Prof. M.S. Aapro, IMO Clinique de Genolier, Genolier, Switzerland
Chemotherapy-induced nausea and vomiting (CINV) continues to be a major concern in cancer treatment. In fact, despite advances in oncological therapies and supportive care, more than 50% of patients undergoing emetogenic chemotherapy still experience acute and delayed CINV1,2. This condition can potentially lead to serious consequences such as dehydration, electrolyte- or pH-imbalances, malnutrition, muscular and neurological events, and even severe organ damage3.
The immediate impact of CINV on Quality of Life (QoL) is obvious. This negative impact has been highlighted by a study in which 70 ovarian cancer patients were asked to rank different effects of chemotherapy, from perfect health to death4: complete control of nausea and vomiting was ranked near perfect health, while severe delayed CINV was ranked close to death. Unfortunately, healthcare providers often underestimate the incidence of CINV in cancer patients and the importance of an effective management of this condition2. In addition, patients report CINV earlier and more frequently than treating physicians do in institutional documentations5. Several Guidelines on the management of CINV have been published by major Scientific Societies such as MASSC/ESMO, ASCO and NCCN6-8, but their adoption in clinical practice remains overall poor9.
The risk of developing CINV depends upon patient- and treatment-related factors6-8,10. Patient-related risk factors include age <50 years, female gender, low chronic alcohol intake, prior episodes of CINV, susceptibility to motion sickness, and anxiety. With respect to treatment-related risk factors, each chemotherapy agent has an intrinsic propensity to cause CINV, the intensity of which depends on the class and dose of drug administered. Current guidelines rank different chemotherapeutics according to the frequency of CINV in patients who are not on any antiemetic prophylaxis: high risk compounds (e.g. cisplatin) are associated with a >90% risk of CINV development; moderate risk compounds (e.g. cyclophosphamide >750 mg/m2 and ≤1,500 mg/m2) with a 30-90% risk; low (docetaxel, etoposide) and minimal (bleomycin, vinblastine) risk agents are associated with a 10-30% and <10% frequency of CINV development, respectively6-8. Other treatment-related factors include different chemotherapy schedules in terms of duration, dose and scheme, and the use of concomitant radiotherapy6-8,10.
All Guidelines agree on the importance of the prevention of CINV, in order to limit the onset of this event and avoid its consequences on patient's physical status and QoL6-8. The choice of the prophylactic agent for the management of CINV should take into consideration all the patient- and treatment-related risk factor presented above.

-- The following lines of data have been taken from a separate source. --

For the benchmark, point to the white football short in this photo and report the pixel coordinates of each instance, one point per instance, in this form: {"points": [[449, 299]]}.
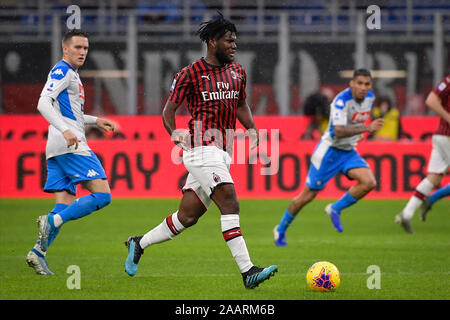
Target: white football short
{"points": [[440, 156], [208, 166]]}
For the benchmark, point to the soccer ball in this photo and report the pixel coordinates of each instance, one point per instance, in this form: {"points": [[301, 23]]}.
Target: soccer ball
{"points": [[323, 275]]}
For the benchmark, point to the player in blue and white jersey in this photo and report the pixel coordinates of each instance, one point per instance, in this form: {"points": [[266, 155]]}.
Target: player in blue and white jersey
{"points": [[70, 161], [336, 153]]}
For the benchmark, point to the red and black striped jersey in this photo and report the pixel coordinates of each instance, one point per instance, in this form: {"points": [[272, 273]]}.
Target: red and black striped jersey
{"points": [[443, 92], [213, 94]]}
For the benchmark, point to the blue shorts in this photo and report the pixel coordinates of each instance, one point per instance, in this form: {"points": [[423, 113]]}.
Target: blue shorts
{"points": [[64, 172], [327, 161]]}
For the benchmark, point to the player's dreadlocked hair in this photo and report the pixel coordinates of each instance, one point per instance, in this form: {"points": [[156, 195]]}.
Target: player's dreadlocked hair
{"points": [[215, 28]]}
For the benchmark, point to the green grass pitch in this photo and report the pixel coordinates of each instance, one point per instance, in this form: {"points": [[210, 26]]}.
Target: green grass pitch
{"points": [[198, 264]]}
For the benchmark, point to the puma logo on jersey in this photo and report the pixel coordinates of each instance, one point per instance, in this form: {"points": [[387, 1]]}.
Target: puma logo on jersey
{"points": [[92, 173], [58, 72], [360, 117]]}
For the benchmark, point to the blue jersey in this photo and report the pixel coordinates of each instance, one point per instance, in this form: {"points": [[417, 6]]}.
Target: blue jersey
{"points": [[346, 111]]}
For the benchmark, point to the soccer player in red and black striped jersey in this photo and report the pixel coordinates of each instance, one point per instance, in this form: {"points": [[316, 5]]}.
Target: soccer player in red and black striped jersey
{"points": [[438, 100], [214, 88]]}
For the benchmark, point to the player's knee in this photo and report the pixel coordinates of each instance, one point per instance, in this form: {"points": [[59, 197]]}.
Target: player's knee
{"points": [[370, 184], [187, 220], [102, 199]]}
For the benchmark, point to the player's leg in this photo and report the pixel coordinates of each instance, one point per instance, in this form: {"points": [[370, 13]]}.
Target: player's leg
{"points": [[437, 167], [36, 256], [295, 206], [99, 198], [224, 196], [325, 164], [85, 169], [423, 189], [356, 168], [436, 196], [191, 208]]}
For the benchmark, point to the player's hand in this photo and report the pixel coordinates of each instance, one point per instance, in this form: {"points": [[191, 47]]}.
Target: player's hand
{"points": [[71, 139], [181, 138], [106, 125], [376, 125], [254, 137]]}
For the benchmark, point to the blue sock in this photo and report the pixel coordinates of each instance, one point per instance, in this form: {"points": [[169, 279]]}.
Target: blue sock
{"points": [[345, 201], [56, 209], [85, 205], [285, 221], [439, 194]]}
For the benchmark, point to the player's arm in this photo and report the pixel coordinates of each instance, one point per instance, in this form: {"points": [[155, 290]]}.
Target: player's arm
{"points": [[45, 107], [434, 103], [179, 136], [244, 115], [58, 81], [347, 131]]}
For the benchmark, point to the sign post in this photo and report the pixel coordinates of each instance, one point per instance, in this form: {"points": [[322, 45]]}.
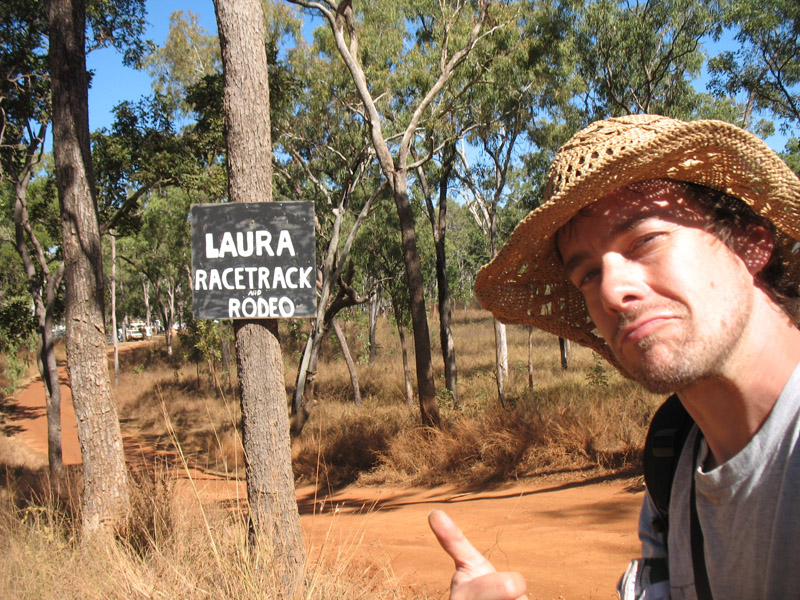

The "CINV Risk Test", available with this website, is an user-friendly tool which helps the correct evaluation of each patient's relative risk of developing CINV and suggests the optimal treatment for the management of this condition.
1. Cohen L, et al. Support Care Cancer 2007; 15: 497-503..
2. Grunberg SM, et al. Cancer 2004; 100: 2261-8.
3. Bender CM, et al. Clin J Oncol Nurs 2002; 6: 94-102.
4. Sun CC, et al. Support Care Cancer 2005; 13: 219-27.
5. Basch E. N Engl J Med 2010; 362: 865-9.
6. MASCC/ESMO Antiemetic Guideline 2011. www.mascc.org.
7. NCCN Clinical Practice Guidelines in Oncology: Antiemesis. Available at www.nccn.org. Last accessed 19th September 2012.
8. Basch E, et al; American Society of Clinical Oncology. J Clin Oncol 2011; 29: 4189-98.
9. Aapro M, et al. Eur J Cancer 2011; 47 (Suppl. 1): S224.
10. Gregory RE, Ettinger DS. Drugs 1998; 55: 173-89.